Toespraak van Ad Koppejan op de Dag van de Zelfstandige

Beste ondernemers,

Het is goed om hier in uw midden te zijn en even de Haagse hectiek te kunnen ontvluchten. De sfeer proeven van ondernemerschap. Ook in tijden van ecomische crisis. Want ondernemers zien in elke crisis ook weer kansen. En terecht.

Het zijn ook van die momenten dat ik weer even kan terugverlangen naar de tijd dat ik zelf nog ondernemer was. Niet afhankelijk zijn van besprekingen in het Catshuis maar veel meer je eigen agenda en toekomst kunnen bepalen.

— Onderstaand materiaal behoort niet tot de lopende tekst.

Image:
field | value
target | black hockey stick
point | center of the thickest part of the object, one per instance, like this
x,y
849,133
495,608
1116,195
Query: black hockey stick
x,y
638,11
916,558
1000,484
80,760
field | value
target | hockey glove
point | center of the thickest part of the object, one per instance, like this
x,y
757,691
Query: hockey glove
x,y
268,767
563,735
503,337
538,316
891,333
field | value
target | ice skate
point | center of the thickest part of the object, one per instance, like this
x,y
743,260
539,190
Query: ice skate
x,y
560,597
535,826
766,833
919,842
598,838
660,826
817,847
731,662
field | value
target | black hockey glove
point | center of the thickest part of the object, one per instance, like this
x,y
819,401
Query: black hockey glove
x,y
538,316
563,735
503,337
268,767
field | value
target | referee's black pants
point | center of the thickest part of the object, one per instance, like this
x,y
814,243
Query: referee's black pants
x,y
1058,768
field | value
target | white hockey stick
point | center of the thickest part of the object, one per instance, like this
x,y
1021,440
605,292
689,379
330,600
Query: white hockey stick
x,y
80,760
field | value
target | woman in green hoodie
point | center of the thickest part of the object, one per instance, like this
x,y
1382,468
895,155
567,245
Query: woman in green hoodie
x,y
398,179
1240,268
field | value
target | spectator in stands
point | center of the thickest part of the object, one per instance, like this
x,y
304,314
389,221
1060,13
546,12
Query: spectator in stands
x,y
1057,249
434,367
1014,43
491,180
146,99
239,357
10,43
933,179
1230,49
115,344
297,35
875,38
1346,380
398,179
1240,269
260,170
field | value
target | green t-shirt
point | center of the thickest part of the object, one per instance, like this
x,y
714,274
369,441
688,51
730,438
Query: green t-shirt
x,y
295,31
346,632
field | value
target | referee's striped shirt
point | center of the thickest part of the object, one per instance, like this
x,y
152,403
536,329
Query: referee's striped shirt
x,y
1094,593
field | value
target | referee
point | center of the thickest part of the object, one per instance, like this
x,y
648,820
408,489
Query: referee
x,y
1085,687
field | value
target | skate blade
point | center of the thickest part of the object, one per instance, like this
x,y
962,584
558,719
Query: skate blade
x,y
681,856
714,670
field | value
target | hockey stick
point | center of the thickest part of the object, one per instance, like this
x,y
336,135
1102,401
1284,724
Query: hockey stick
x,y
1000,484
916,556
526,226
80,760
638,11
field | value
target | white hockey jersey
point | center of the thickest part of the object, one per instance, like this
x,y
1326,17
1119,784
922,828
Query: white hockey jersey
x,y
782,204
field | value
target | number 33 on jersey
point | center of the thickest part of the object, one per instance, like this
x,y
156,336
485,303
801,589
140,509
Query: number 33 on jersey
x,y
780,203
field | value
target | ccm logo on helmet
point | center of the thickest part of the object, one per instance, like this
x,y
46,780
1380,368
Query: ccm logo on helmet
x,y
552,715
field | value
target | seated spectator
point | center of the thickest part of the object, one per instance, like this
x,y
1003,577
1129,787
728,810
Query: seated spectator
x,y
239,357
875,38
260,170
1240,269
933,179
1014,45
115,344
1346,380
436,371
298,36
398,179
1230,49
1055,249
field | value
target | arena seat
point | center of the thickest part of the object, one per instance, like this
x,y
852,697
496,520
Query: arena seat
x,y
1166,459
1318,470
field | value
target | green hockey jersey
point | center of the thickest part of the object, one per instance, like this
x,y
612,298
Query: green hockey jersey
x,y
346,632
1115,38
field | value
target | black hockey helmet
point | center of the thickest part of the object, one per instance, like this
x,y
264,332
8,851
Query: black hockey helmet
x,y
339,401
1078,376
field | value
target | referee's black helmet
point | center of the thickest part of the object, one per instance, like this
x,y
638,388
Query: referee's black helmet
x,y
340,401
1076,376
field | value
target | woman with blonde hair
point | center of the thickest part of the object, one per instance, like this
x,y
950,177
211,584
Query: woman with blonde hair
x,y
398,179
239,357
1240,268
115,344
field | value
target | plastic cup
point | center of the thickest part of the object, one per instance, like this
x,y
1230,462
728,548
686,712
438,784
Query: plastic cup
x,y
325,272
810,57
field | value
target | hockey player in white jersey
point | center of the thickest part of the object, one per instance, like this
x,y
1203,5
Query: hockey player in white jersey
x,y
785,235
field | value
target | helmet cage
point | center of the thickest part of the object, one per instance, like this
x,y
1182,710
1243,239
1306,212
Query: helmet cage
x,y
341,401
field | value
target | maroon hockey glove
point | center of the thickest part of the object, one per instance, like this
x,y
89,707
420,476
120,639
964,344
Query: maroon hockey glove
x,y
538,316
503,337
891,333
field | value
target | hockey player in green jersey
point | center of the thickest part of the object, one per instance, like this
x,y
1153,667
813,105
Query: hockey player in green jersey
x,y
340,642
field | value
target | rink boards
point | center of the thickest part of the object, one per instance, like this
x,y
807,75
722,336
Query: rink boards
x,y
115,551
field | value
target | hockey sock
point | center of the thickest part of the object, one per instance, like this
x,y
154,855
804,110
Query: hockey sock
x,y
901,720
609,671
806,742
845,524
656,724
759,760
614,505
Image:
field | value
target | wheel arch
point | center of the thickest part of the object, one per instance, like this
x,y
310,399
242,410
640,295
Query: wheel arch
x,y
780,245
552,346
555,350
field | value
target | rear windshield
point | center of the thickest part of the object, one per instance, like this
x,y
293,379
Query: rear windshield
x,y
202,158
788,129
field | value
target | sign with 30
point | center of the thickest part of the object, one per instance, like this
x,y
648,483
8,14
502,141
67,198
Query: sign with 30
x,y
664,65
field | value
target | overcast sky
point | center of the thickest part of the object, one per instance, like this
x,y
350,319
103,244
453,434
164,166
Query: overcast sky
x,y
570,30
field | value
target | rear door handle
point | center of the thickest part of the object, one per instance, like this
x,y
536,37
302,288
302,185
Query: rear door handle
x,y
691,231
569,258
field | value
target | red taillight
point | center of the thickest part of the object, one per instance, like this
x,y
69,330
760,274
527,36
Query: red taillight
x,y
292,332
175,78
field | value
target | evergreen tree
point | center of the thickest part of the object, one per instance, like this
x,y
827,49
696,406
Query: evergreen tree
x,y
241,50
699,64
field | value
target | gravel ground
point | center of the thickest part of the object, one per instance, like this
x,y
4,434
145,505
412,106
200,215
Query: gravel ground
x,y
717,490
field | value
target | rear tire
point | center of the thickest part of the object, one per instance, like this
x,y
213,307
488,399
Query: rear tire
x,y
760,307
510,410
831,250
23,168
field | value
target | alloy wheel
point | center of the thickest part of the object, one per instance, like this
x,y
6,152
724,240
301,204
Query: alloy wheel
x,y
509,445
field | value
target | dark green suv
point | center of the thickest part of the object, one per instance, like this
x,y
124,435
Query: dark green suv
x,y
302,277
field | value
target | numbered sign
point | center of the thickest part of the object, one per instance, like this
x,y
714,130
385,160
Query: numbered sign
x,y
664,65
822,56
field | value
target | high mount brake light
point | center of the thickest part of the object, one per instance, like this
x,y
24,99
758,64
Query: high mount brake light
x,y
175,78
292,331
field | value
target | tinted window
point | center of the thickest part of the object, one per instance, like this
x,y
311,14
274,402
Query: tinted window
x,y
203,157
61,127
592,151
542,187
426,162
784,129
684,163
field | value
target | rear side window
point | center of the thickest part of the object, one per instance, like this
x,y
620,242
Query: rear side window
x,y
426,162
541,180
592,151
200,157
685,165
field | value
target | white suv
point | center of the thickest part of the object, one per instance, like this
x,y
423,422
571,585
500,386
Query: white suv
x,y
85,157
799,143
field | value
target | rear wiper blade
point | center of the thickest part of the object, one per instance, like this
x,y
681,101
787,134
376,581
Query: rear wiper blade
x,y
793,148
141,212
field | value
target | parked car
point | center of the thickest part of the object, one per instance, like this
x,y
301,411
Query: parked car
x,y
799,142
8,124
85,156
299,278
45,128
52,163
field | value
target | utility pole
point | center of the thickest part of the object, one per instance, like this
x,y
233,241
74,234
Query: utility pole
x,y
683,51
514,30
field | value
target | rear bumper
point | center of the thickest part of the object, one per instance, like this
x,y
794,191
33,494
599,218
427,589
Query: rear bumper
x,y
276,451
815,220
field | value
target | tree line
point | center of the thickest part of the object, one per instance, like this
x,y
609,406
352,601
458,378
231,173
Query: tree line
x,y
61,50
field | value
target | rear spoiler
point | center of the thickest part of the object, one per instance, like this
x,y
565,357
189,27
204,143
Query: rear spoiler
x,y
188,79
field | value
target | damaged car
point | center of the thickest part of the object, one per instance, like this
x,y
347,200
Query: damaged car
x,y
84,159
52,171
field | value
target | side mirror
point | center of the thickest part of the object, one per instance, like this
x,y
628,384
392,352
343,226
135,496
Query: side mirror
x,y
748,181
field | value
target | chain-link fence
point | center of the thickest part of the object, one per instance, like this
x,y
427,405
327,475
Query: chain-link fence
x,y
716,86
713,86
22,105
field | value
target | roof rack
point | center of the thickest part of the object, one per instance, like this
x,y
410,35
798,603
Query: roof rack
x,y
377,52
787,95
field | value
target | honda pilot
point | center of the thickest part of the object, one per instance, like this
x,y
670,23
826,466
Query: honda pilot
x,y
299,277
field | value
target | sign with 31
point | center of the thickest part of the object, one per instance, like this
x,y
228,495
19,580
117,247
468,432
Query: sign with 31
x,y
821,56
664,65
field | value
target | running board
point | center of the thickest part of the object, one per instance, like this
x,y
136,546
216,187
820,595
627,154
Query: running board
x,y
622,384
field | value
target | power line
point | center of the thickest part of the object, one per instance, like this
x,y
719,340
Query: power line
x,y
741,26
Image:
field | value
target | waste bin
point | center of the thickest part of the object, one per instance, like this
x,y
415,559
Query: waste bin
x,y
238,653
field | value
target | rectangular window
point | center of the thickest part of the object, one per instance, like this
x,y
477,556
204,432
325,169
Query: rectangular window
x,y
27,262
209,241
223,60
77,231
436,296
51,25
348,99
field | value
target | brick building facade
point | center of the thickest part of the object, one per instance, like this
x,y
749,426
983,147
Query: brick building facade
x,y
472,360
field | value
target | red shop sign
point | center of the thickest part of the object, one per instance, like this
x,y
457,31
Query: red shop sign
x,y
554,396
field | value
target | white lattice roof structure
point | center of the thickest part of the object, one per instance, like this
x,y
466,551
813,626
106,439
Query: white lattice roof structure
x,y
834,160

Anderzijds is het ook wel weer mooi dat je als ondernemer die voor het CDA in de Tweede Kamer zit, nu eindelijk eens al die zaken kan aanpakken bij de overheid waar je als ondernemer altijd al tegen aanliep.

Zoals bijvoorbeeld de vele administratieve lasten, de ongelijke kansen voor kleine ondernemers op overheidsaanbestedingen. En het onderwerp wat ik vandaag met u wil bespreken, de kredietverlening aan het Midden en Kleinbedrijf.

In Den Haag wordt op dit moment vooral gesproken over miljarden bezuinigingen. Dat is nodig. Maar nog belangrijker is dat we met ze’n allen het geld ook blijven verdienen. Er is in Nederland veel ondernemerszin. Eén op de acht Nederlanders verdient zijn boterham als zelfstandige met een eigen bedrijf. En dat aantal groeit nog steeds. Dat biedt perspectief. Ook voor de overheid die zijn schulden moet terugbrengen. Een groeiende economie en werkgelegenheid zorgen immers voor stijgende belastinginkomsten en lagere uitgaven voor o.a. werkloosheidsuitkeringen. Daarmee is het de snelste weg om als overheid je begrotingstekorten terug te dringen.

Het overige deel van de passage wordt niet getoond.